Temîmoğulları eşrafından aralarında Utârid b. Hâcib ve Akrâ‘ b. Hâbis’in de bulunduğu bir heyet esir edilen yakınlarını geri almak için Medine’ye geldiğinde heyet mensupları evinde istirahat etmekte olan Hz. Peygamber’e kaba bir şekilde seslenmiş, hatip ve şairlerini konuşturarak arzularını dile getirmiş, onların Resûlullah’ın hatip ve şairleriyle yarışmasını istediklerini söylemişlerdi. Bunun üzerine Hz. Peygamber müslümanlar adına Sâbit b. Kays’ın konuşmasını ve Hassân b. Sâbit’in onların şairlerine cevap vermesini emretti. Sâbit, İslâmiyet’in yüceliğini ve müslümanların


şerefini beliğ bir şekilde ifade etti. Temîm heyeti Resûl-i Ekrem’in hatip ve şairlerinin üstünlüğünü kabul etmek zorunda kaldı. Temîm heyetinin saygısız tutumu üzerine Resûlullah’ın yanında onun sesini bastıracak şekilde konuşmayı yasaklayan âyet inince (el-Hucurât 49/2) Sâbit b. Kays, gür sesli oluşundan dolayı günaha girdiğini ve cehennemlik olduğunu düşünerek bir daha Resûlullah’ın yanına gitmeyeceğine dair yemin etti. Resûl-i Ekrem onu göremeyince rahatsız olup olmadığını sordu; komşusu Sa‘d b. Muâz’ın durumu kendisine bildirmesi üzerine de onun cehennemlik değil cennetlik olduğunu söyledi (Müslim, “Îmân”, 187).

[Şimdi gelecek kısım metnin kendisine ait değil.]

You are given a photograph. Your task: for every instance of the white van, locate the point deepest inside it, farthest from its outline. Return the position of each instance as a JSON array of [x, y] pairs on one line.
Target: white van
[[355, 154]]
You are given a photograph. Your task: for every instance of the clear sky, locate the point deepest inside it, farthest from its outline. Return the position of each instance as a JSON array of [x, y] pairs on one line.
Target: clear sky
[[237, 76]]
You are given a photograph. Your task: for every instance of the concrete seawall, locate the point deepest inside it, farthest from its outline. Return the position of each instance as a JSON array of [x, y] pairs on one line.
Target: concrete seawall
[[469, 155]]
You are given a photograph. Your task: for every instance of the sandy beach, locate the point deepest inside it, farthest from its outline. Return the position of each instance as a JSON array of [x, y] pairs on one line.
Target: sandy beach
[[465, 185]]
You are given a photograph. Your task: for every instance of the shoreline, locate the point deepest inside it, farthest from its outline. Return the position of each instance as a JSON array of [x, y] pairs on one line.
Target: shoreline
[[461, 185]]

Hz. Peygamber’in, “Sâbit b. Kays ne güzel adam!” diye övdüğü (Tirmizî, “Menâķıb”, 32), hastalandığı zaman ziyaretine gidip kendisine dua ettiği (Ebû Dâvûd, “Ŧıb”, 18), kâtiplerinden olması sebebiyle Eslem kabilesine gönderdiği zekât ve mirasla ilgili mektubu kendisine yazdırdığı Sâbit b. Kays, Bedir Gazvesi’ne katılamadı; fakat Uhud Gazvesi’nde, Bey‘atürrıdvân’da ve diğer gazvelerde bulundu. Benî Mustaliķ Gazvesi’nde ele geçen esirlerden biri ve kabile reisi Hâris b. Dırâr’ın kızı olan

Cüveyriye bint Hâris onun payına düştü ve esaretten kurtulmak için ödeyeceği fidye miktarı üzerinde Sâbit’le anlaştı. Cüveyriye fidyesini ödeyebilmek için Resûlullah’tan yardım isteyince Resûl-i Ekrem de fidyesini Sâbit’e ödeyerek kendisiyle evlendi.

Sâbit b. Kays Yemâme Savaşı’nda (12/633) asker dağılmaya başlayınca okuduğu şiirlerle onları cesaretlendirmeye çalıştı; ardından kefen niyetine giydiği elbisesine güzel koku sürdü ve kahramanca çarpışarak şehid düştü. Kaynaklarda belirtildiğine göre Sâbit’in şehid olması üzerine müslüman askerlerden biri onun giydiği kıymetli zırhı çıkarıp almış, ertesi gün bir arkadaşı Sâbit’i rüyasında görmüş, Sâbit ona zırhını kimin aldığını haber vermiş ve ordu kumandanı Hâlid b. Velîd’in zırhı geri alıp Halife Ebû Bekir’e vermesini, onun da bunu satarak borçlarını ödemesini tembih etmiş ve Sâbit’in arzusu yerine getirilmiştir.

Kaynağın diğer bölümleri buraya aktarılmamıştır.